Homeless Families on the Rise

By Dr. Chad Audi

Recently, I wrote about the U.S. government’s new comprehensive plan to end homelessness among veterans, children, youth and families. Now comes word from the U.S. Department of Housing and Urban Development (HUD) that the number of families staying in homeless shelters increased by nearly 40,000 from 2007 to 2009. The total number of homeless families — identified in the report as at least one adult and one minor child — stood at about 170,000 last year. And unfortunately, it looks like the numbers will continue to grow this year.

A sinking economy resulting in long-term unemployment and foreclosures is primarily to blame. At the Detroit Rescue Mission Ministries (DRMM), we have seen a 30 percent increase in requests for our services this year. We’ve provided emergency shelter to nearly 3,200 individuals over the past year, treated more than 900 men and women for substance abuse, and placed almost 680 homeless people in transitional housing. In all, DRMM impacted the lives of 5,508 people through our programs this year. And the year’s not over yet.

It’s particularly heartbreaking to see children affected by homelessness. They are innocent and have no say in their families’ financial situation.
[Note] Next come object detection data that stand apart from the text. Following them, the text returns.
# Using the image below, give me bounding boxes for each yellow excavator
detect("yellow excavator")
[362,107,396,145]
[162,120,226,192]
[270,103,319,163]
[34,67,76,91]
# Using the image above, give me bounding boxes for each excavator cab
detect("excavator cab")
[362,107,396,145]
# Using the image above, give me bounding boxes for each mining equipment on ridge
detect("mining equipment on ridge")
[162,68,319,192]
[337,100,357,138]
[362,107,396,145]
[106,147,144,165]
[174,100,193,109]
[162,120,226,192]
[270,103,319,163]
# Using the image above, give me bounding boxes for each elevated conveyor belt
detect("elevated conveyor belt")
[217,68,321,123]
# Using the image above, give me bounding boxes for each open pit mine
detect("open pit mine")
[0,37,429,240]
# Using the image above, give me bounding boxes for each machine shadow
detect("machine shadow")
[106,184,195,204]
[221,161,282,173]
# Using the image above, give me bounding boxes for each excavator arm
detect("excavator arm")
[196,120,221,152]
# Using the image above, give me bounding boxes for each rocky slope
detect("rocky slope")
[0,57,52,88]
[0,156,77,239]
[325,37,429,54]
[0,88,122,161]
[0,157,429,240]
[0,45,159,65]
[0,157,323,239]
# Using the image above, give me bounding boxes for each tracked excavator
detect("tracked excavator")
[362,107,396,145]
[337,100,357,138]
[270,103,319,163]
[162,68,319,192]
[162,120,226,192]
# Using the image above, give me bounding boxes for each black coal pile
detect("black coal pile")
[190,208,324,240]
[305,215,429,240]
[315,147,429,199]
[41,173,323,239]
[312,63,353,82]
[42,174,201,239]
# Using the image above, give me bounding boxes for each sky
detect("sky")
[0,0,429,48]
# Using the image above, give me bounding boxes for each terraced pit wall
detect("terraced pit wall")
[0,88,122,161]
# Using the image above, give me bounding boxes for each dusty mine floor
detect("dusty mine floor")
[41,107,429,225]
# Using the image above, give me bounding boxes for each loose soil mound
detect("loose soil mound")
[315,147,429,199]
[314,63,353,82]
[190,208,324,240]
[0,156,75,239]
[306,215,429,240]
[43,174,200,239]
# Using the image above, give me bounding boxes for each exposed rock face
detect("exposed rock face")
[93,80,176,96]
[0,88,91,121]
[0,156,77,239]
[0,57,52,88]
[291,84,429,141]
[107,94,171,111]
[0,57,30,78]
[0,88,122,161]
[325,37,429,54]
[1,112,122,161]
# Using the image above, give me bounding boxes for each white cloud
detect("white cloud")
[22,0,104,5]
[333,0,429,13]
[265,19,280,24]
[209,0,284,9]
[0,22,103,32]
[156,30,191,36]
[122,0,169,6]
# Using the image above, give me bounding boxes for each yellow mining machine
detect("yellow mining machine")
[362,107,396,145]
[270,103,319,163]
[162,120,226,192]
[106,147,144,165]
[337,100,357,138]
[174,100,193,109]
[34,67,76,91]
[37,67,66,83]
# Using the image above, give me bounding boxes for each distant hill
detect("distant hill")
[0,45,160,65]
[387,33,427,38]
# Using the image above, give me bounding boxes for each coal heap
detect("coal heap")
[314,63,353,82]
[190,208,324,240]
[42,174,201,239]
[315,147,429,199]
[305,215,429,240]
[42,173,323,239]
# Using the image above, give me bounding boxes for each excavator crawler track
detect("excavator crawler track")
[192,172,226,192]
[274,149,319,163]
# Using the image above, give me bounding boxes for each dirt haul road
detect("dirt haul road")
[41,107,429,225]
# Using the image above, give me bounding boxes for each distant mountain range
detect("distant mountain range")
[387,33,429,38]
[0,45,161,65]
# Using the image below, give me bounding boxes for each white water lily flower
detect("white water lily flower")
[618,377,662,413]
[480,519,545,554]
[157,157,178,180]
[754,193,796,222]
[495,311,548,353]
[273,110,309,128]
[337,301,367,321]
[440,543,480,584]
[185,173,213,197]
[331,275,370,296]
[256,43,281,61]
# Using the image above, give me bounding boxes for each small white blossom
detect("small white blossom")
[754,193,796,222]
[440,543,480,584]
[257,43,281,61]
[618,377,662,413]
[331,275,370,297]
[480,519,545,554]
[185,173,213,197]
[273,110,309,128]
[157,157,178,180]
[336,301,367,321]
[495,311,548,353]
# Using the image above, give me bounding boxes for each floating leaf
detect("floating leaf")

DRMM provides housing for teen mothers and their children, as well as substance abuse treatment for women with children. We have preventative activities for kids, including a summer camp, aimed at keeping them from going down a path that could lead to homelessness in the future.

Last year, the federal government made $1.5 billion available to states through the Homeless Prevention and Rapid Re-Housing Program. The funds are being used to help keep families in their homes or to get them back in one quickly if they lose their house. The Obama administration’s new homeless strategy, “Opening Doors,” outlines collaborations between federal, state and local agencies to end homelessness among families by 2020. We’ll all need to work together to make this a reality.